河野:栗城さんは登山の実力から虚実の落差を思い知らされたと同時に、大好きだったSNSで叩かれるようになった。ヨシイエはやっぱり彼自身が抱える、周りに対して過度に反発してしまうという業みたいなものがあって、そこにメディアのいい面悪い面が影響を及ぼしちゃった。そういう哀しみを感じたりしますけどね。ヨシイエはへそを曲げちゃうと、誰も止められないというか、人の意見を受け入れられなくなるところがありました。ただ、ある時期までは、私やや北星余市高関係者の声に耳を貸す心のゆとりがあったんです。

  彼自身が有名になって、全国を講演で飛び回るようになって、母校を去った。さらには政界の迷路に入り込んだ、そこからの人間関係は大変だったでしょうね。栗城さんと違って、ヨシイエは自分の力を見誤ったというより、自分の居場所がわからなくなってしまったんじゃないかって、私は感じています。先ほど葛西さんがおっしゃったビデオゲームで、虚実皮膜というのを教えるようなことはできるんじゃないかなと思うんですけどね。虚実皮膜ゲームとして、遊んでいるうちにプレイヤーが「虚」を演じる愚かさに気づくような。

——栗城氏や義家氏の取材を通して私たちが学べるヒントがあれば教えてください。。

河野:「個」をしっかり持つしかないんじゃないでしょうか。周りに流されるんじゃなくて、自分の哲学というか、好みでも何でもいいんですけど「オレはこうする」「これだけはしない」というのを持っておくのは大事じゃないですかね。たとえば僕はエゴサーチをしません。ネットでいろいろ調べますけど、絶対に自分の名前とか、作品のエゴサーチをしないんですよ。嫌な話というのは、エゴサーチをしなくても「おい、こんなの出てるぞ」とおせっかいに教えてくる人もいて、ひどいことも書かれているんですけど……。

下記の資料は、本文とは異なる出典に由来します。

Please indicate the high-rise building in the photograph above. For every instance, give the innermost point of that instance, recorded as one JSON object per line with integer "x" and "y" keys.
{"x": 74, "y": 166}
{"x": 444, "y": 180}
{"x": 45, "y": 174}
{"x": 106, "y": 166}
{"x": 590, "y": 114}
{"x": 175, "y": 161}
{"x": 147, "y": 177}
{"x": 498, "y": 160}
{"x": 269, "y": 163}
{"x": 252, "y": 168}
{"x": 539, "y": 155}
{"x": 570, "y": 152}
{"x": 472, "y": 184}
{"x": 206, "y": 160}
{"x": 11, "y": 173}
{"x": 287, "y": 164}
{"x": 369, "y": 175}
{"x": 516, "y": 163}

自分にとって本当に大切な意見はネットで探さなくても入ってきます。

——最後に、今後の活動について伺えますか。

河野:今書いているのはは日本に住む外国人をテーマにしたノンフィクションです。日本の産業を支えている外国人は多くいて、いなくなったら成り立たなくなる産業もある。日本の限界や世界との関わり、様々な問題を提起しながらも温かな作品になりそうです。ノンフィクションというのはなかなか売れません。しかも時間ばっかりかかって、裏も取らなくてはいけない。だからネットでパパッと自分が見たこともないことを平気で言える人っていうのは、ある意味でうらやましいなあと思ったりもします(笑)。

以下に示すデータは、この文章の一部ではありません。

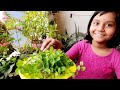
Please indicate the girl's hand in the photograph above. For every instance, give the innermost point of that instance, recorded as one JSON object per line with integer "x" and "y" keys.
{"x": 51, "y": 42}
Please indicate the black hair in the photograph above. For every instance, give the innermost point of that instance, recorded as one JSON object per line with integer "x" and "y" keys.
{"x": 113, "y": 42}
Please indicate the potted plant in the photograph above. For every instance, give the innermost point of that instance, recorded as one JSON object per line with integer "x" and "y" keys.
{"x": 8, "y": 58}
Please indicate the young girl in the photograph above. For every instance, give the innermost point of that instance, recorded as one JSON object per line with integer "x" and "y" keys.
{"x": 97, "y": 50}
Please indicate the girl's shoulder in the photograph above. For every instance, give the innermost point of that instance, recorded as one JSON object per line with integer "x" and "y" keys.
{"x": 116, "y": 52}
{"x": 83, "y": 42}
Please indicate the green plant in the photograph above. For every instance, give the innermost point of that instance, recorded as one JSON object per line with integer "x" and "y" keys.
{"x": 36, "y": 25}
{"x": 7, "y": 65}
{"x": 47, "y": 65}
{"x": 69, "y": 41}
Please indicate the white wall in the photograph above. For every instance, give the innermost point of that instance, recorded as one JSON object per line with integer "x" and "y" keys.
{"x": 64, "y": 21}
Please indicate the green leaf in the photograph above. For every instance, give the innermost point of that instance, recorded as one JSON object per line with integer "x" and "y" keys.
{"x": 83, "y": 68}
{"x": 19, "y": 63}
{"x": 78, "y": 67}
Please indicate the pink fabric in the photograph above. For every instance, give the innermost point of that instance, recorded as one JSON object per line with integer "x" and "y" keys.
{"x": 97, "y": 67}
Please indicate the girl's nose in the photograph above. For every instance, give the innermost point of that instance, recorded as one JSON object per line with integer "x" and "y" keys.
{"x": 101, "y": 28}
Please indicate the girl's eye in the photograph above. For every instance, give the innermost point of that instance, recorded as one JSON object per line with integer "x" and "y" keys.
{"x": 109, "y": 25}
{"x": 96, "y": 23}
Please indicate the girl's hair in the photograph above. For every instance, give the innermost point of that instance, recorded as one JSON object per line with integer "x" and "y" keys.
{"x": 115, "y": 41}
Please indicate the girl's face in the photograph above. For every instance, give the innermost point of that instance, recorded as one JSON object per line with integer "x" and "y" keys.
{"x": 103, "y": 27}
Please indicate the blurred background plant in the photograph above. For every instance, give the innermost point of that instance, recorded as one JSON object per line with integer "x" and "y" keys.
{"x": 7, "y": 66}
{"x": 34, "y": 25}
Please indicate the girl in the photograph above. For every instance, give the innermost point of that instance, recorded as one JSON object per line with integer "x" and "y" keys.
{"x": 97, "y": 50}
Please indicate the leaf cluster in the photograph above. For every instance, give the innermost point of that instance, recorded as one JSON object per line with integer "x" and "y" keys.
{"x": 48, "y": 64}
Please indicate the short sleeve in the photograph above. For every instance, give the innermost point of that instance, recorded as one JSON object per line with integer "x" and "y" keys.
{"x": 75, "y": 50}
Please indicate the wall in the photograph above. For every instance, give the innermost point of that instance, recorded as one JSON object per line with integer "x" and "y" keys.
{"x": 64, "y": 21}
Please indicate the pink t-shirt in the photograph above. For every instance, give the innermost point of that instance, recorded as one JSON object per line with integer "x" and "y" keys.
{"x": 97, "y": 67}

  最後はやっぱり自分はどう生きるかって問題に行きつくんじゃないですかね。自分はどんな人間になりたいのか。いま多くの人にはそれがないのかもしれませんね。ただ、自分が本当に伝える意義があると思えるものじゃないと世に問えないですから。誰かが書いたことを孫引きしていても、人の心は動かせないだろうし、嘘を書くなら書かない方がいいし。そのあたりは自分に誇りを持って、誠実に書いていくしかないんだと思います。今の日本に息苦しさや薄気味悪さを感じる人たちに、作品を届けていきたいですね。